At her funeral I talked about her love of words, how her children a
nd grandchildren could recite the poems that she had memorized in her own childhood. I always thought she would have been a wonderful English professor. Or a lawyer, using her phenomenal memory for detail to build her case. She could sit down next to anyone from anywhere in the South, ask a few questions, and figure out how our family and theirs intertwined at some point over the past two centuries. The failure to harness that talent for a more productive use than identifying “kissing cousins” is a classic example of how societies lose out when they do not allow their women to achieve their full potential.
I have thus always thought of Ma’s life as a prime example of unfulfilled potential. And yet, to me, her first grandchild and only granddaughter, she was everything a grandmother should be. I wear her Saint Mary’s school ring, with the initials MMH, on my little finger; rare is the day that I do not look down at it and remember her.
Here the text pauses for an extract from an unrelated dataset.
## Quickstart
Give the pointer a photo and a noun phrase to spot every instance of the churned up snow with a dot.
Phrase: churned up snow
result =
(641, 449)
When I think of how her unconditional love and unflagging support for my every move have been part of the bedrock on which my own achievements have been built, I value what she did as much as I regret what she could not do.
I’ve changed my lenses on some of my current family members as well. After my article came out, a close childhood friend wrote and observed how different my father had always been from hers and from the other fathers we both knew growing up. I wrote Dad an email thanking him and wondering, for the first time, how it was that he came to be so progressive for a man in Virginia in the 1960s. He told me that as a trial lawyer he had handled a certain number of divorce cases in which men left their wives, who then had no means of supporting themselves. He vowed at that point that his daughter would never find herself in that position.